Saturday, January 19, 2013

The "Game" Continues


The “Game” Continues
P. Schultz
January 19, 2013

            Below is a link to an article in the Washington Post by Chris Cillizza
analyzing the Republicans’ decision to allow an increase in the debt ceiling for three months. According to Cillizza, this is “an interesting — and smart — gambit by House Republicans who have done very little interesting or smart in terms of political strategy of late.” It will allow them to confront the Senate and Harry Reid and not Obama and it allows them time to, well, that is not exactly clear. So what the headline portrays as a “cave in” is really smart strategy on the part of Republicans.

            I believe in a sense Cillizza is correct, this is smart strategy by the Republicans. But the question is, by which Republicans? For Boehner or for “a significant group within the House GOP who prize moral victories over actual victories?” Cillizza distinguishes these two groups but does not ask the question, cui bono?

            Although 3 months is a long time in the political world, it is difficult to see how the alignment of forces will change in a way that will increase the Republicans’ power, vis-à-vis the president or even the Senate. And as Cillizza notes, given that the economy seems to be improving – as all knew it would after the election – the Republican strategy, as a strategy to be used against Obama, could backfire or not accomplish anything at all. As the economy improves, does the argument for the drastic cuts in spending required if no agreement is reached become more or less powerful? It seems to me the correct answer is “less.”

            So how is this smart strategy? Well, it is smart from Boehner’s point of view, as this article inadvertently suggests, because it puts his opponents in his own party on the defensive, as people who “prize moral victories over actual victories.” Cillizza does not say what is in this context an “actual victory” but I am guessing that it would be some kind of tepid, status quo preserving “deal” with Obama on spending cuts. And, as readers will recognize, it seems to me that the game being played is “How Do We Preserve the Status Quo While Pretending Not To.”  Not surprisingly, the prevailing power brokers in D.C. are governing to preserve their power rather than using it for the benefit of the nation. The Republican strategy is smart when looked at in this way.


Friday, January 18, 2013

The Charade Continues


The Charade Continues
P. Schultz
January 18, 2013

            Well, here it is: We have reached Nirvana. Here is a quote from a NY Times article on the Republicans and the debt ceiling from an article linked to below:

“But the proposal marks a significant retreat as well. In recent weeks, conservatives from the editorial board of The Wall Street Journal to the Tea Party-aligned Americans for Prosperity had called on House Republicans to drop their conditions for raising the debt ceiling.

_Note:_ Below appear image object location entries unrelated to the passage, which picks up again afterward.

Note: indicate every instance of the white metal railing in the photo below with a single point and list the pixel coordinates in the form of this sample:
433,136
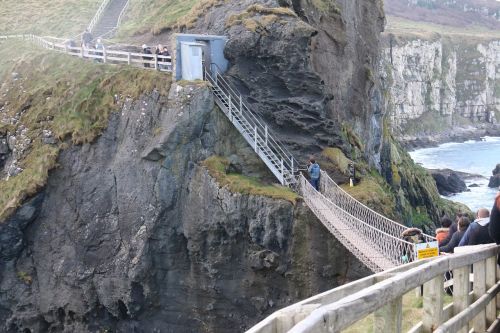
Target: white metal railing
98,15
146,61
374,239
344,200
118,21
256,132
381,294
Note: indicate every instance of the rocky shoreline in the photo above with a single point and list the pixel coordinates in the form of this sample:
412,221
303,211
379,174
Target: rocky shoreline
450,182
459,135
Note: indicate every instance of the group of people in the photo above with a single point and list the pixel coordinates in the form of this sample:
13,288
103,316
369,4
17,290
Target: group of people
160,50
484,229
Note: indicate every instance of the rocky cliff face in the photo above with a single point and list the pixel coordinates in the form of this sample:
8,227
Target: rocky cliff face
131,234
434,86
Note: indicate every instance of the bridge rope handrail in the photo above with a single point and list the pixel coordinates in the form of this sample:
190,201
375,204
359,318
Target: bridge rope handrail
374,241
144,60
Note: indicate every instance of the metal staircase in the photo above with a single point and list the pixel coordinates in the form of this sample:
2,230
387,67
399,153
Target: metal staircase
109,18
274,154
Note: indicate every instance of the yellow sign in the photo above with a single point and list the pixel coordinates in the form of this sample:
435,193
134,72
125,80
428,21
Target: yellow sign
427,250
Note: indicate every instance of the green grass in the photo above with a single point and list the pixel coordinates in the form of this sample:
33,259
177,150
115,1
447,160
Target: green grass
374,192
238,183
157,16
59,18
66,95
417,29
412,314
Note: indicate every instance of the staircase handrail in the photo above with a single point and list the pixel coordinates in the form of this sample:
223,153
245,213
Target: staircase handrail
350,199
254,119
97,15
381,239
118,21
120,17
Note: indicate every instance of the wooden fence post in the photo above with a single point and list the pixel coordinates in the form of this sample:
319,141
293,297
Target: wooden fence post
388,319
433,304
479,269
461,285
491,271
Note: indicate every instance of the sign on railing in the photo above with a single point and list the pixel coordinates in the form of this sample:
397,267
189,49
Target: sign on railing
144,60
381,295
98,15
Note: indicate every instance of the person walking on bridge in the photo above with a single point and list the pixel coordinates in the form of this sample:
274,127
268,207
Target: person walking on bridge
314,173
86,39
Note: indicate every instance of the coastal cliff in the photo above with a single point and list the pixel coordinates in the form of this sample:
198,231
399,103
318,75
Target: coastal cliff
442,90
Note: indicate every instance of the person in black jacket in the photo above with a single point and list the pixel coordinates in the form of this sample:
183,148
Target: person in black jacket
463,224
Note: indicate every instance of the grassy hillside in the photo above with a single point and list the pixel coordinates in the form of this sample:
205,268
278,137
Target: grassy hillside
404,27
157,16
60,18
58,94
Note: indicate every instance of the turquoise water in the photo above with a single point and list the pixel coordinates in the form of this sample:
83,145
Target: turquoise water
478,157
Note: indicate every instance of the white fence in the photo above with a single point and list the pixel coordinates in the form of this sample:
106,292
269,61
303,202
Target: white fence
472,307
147,61
98,15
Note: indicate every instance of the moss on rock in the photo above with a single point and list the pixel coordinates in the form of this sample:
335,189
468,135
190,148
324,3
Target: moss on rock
219,168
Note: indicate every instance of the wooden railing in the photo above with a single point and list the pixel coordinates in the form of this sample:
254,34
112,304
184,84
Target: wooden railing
381,294
147,61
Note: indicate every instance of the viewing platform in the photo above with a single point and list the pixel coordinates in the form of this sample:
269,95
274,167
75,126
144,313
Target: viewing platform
475,279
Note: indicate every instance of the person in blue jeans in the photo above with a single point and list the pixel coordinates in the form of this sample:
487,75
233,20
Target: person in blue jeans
314,173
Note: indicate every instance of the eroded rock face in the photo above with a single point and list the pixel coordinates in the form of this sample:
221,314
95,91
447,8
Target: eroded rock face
131,234
308,72
442,89
448,182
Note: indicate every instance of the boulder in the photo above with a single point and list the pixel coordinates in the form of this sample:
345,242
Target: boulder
448,182
495,179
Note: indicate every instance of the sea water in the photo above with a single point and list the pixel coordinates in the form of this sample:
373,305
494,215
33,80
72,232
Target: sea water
477,157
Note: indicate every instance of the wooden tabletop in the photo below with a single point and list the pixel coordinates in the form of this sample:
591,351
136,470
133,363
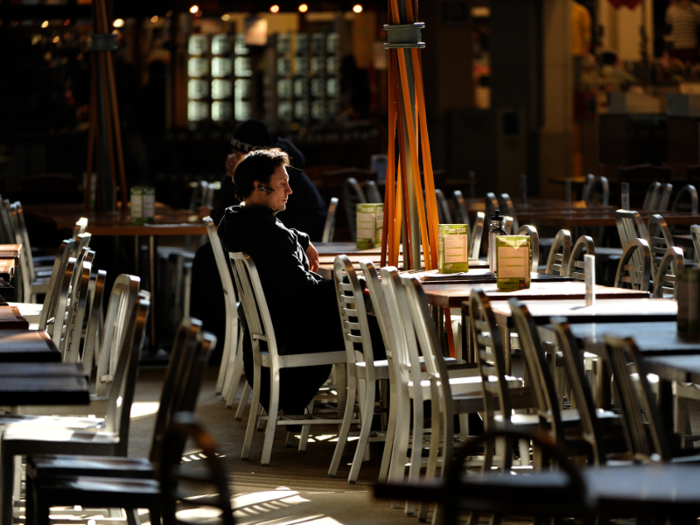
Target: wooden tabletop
167,221
27,346
609,310
452,295
652,338
43,384
597,217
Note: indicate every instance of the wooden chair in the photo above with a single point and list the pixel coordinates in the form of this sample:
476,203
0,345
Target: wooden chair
633,275
501,394
177,484
182,383
476,235
531,231
629,226
665,277
462,215
589,495
364,373
592,431
636,402
659,238
329,226
558,259
576,268
260,328
444,213
111,438
352,196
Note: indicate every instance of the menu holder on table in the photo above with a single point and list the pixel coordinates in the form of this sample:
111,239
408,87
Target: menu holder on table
11,319
10,251
453,248
513,262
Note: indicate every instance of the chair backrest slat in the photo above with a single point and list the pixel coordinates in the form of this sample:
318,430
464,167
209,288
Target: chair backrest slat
559,253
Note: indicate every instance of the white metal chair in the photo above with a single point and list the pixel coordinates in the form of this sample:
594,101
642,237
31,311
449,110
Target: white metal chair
414,385
659,238
109,438
329,227
364,373
260,328
559,254
230,358
630,273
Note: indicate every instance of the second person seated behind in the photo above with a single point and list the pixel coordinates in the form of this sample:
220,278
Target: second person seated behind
303,305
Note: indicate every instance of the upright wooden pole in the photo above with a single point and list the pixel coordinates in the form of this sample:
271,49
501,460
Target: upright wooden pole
104,132
408,214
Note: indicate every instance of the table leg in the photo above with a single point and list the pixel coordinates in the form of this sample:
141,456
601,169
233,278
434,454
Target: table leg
665,404
152,285
505,337
137,254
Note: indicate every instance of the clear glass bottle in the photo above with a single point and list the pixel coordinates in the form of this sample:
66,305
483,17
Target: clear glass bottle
495,230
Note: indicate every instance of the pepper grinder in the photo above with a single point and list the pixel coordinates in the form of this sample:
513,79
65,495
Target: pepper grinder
495,230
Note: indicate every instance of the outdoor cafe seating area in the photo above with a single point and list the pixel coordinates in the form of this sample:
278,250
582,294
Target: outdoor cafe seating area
562,399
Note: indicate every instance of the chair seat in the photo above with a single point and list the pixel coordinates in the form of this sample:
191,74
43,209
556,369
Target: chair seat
43,465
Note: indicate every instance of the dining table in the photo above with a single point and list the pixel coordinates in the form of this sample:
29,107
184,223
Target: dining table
167,223
671,355
42,383
456,295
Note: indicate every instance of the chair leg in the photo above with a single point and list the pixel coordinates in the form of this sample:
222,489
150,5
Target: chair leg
243,401
390,436
416,449
225,364
397,467
7,475
252,416
434,448
306,429
272,416
344,428
367,413
234,372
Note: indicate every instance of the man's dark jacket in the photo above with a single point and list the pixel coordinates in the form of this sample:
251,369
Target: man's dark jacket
302,304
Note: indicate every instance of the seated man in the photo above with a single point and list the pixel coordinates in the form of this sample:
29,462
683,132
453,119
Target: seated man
303,305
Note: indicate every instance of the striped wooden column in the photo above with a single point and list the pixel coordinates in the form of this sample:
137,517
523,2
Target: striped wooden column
410,208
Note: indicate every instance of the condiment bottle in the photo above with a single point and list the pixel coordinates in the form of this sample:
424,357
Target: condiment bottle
495,230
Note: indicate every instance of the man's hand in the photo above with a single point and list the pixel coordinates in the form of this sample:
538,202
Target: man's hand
312,255
231,162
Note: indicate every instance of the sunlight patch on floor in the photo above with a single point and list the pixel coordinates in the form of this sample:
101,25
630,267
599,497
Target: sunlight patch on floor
143,409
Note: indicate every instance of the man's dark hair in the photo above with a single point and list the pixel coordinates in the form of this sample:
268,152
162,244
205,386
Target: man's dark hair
257,165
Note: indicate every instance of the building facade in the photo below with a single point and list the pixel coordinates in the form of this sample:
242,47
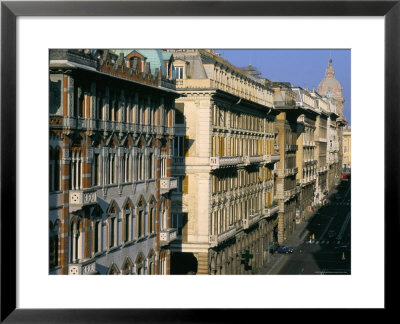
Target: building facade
330,87
306,161
111,132
226,151
178,162
347,147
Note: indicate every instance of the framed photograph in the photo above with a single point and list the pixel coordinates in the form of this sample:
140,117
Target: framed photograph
29,29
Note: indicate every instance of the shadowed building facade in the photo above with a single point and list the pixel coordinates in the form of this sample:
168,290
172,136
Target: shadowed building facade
111,128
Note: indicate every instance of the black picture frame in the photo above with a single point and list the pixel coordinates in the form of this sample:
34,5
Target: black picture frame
10,10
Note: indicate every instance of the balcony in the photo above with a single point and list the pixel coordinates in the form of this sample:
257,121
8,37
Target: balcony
167,236
323,168
290,193
82,198
87,267
309,143
217,162
214,240
291,171
271,158
250,159
290,147
178,160
268,212
168,184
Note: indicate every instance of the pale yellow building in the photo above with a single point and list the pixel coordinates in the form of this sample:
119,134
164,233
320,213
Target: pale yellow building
331,88
306,155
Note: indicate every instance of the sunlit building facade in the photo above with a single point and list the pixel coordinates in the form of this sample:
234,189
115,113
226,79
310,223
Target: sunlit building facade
226,151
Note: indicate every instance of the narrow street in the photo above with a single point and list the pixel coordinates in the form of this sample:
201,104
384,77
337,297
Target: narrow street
321,244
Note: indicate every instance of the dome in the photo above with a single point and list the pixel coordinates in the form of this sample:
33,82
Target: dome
331,87
329,83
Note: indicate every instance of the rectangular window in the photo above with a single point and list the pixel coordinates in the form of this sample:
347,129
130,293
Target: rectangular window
177,222
127,229
97,236
141,223
179,72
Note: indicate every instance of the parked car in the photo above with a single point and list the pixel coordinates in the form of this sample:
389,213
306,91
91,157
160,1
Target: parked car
283,249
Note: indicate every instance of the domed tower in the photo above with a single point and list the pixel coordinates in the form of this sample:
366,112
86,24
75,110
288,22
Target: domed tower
331,88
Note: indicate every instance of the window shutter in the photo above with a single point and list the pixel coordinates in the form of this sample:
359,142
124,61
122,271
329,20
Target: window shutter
186,146
185,184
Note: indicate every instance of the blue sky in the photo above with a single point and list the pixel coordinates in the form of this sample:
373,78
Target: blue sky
305,67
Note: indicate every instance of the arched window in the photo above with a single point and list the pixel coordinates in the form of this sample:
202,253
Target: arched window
163,262
76,239
127,267
140,268
140,216
55,169
53,244
112,223
152,216
97,230
112,270
163,217
76,170
151,262
127,222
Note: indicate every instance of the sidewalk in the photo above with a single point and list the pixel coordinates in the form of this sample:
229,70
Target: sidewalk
296,238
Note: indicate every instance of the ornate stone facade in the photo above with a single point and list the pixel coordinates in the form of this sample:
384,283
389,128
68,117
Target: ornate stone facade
111,131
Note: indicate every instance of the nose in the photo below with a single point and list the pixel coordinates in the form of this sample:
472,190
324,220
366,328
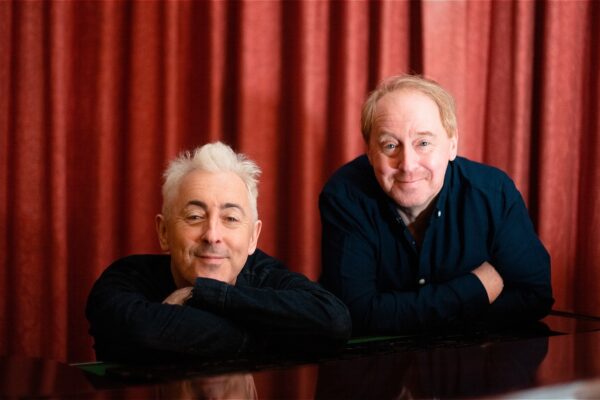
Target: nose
213,231
407,159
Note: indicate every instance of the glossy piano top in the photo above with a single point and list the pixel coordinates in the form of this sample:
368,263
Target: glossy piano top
564,360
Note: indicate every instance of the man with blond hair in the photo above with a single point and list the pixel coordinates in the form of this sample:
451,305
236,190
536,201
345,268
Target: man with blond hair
418,239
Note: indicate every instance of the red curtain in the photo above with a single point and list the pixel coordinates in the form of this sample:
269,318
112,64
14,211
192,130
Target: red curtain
95,97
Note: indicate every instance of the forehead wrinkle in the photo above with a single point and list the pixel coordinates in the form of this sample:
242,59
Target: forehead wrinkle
233,205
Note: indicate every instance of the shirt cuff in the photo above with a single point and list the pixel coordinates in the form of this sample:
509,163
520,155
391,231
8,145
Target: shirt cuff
472,295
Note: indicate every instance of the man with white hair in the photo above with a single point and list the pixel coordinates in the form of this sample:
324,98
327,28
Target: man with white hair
214,294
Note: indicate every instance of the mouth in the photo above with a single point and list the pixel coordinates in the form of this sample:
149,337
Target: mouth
407,181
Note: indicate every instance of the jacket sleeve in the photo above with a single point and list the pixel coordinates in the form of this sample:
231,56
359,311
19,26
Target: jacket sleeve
275,301
524,264
350,264
127,325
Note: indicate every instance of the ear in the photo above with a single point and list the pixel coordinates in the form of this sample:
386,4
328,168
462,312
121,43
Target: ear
161,230
453,146
254,238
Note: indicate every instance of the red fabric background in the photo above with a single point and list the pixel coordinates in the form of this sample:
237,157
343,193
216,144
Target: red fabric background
95,97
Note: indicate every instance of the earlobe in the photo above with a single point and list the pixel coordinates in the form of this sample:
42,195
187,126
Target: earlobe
161,230
254,238
453,147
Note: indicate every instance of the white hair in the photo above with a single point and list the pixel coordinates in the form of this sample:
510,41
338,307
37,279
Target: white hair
212,157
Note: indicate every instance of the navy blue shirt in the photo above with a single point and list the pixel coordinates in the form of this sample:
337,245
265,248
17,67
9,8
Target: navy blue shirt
391,285
267,309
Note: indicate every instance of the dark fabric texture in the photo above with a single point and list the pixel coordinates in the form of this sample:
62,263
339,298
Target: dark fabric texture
269,309
371,261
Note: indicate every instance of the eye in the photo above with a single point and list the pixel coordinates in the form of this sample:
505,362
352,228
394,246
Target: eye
231,219
192,218
388,148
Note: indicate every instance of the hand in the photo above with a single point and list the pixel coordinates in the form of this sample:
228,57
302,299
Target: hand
179,296
491,280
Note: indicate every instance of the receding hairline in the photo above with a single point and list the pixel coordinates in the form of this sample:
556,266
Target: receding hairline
437,93
201,203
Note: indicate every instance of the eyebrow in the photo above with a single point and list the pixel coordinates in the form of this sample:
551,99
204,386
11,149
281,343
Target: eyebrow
224,206
419,133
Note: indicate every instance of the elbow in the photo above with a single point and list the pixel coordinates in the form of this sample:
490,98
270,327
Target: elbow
341,325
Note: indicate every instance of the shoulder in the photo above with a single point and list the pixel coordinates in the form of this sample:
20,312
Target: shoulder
263,270
354,181
481,177
260,261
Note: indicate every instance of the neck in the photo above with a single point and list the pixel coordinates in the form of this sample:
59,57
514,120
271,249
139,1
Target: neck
416,221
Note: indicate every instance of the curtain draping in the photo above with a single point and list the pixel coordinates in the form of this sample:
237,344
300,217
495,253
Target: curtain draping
95,97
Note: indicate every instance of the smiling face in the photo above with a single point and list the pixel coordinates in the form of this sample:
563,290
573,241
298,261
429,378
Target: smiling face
409,149
209,230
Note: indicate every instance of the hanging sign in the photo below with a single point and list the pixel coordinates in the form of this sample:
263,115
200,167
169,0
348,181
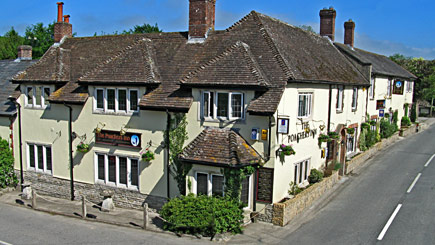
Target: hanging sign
283,125
115,138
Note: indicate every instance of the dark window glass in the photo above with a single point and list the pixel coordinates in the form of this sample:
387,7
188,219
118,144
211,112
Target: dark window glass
217,185
112,169
101,174
134,172
201,184
32,155
40,157
244,197
133,100
111,99
123,170
222,106
100,99
122,100
48,158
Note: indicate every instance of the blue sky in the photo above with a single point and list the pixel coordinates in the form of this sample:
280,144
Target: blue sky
382,26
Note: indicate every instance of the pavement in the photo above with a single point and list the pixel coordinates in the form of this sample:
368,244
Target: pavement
253,233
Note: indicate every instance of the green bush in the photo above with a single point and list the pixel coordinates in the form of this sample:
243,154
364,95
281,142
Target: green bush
203,215
315,176
7,174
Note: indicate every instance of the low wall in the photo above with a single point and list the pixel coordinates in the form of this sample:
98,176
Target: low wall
284,212
45,184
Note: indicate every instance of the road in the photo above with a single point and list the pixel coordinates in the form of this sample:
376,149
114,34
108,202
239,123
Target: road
391,201
24,226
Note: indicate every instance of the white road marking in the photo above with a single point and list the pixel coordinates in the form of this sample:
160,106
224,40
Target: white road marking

Business groups had joined in, and Republican Party elders were growing nervous about how House leaders were approaching the debt ceiling, as well as the deadlines for automatic spending cuts and refinancing the government.
“House leadership by and large understands this series of fiscal inflection points we face present a dire threat the Republican brand, which is already in big trouble,” said Vin Weber, a former Republican House member from Minnesota who remains close to the leadership. “If they’re seen as responsible for actions that further undermine the United States’ credibility in the world, and pushes us closer to falling into recession, Republicans could take a bath in the midterm election, which would be devastating.”

            So, in order to avoid “taking a bath in the midterm election, which would be devastating” to “the Republican brand,” it is now time to drop their obstructionism and get serious about negotiating spending cuts with the Democrats. And this is the result of the fact that conservatives across the board are calling for such action. 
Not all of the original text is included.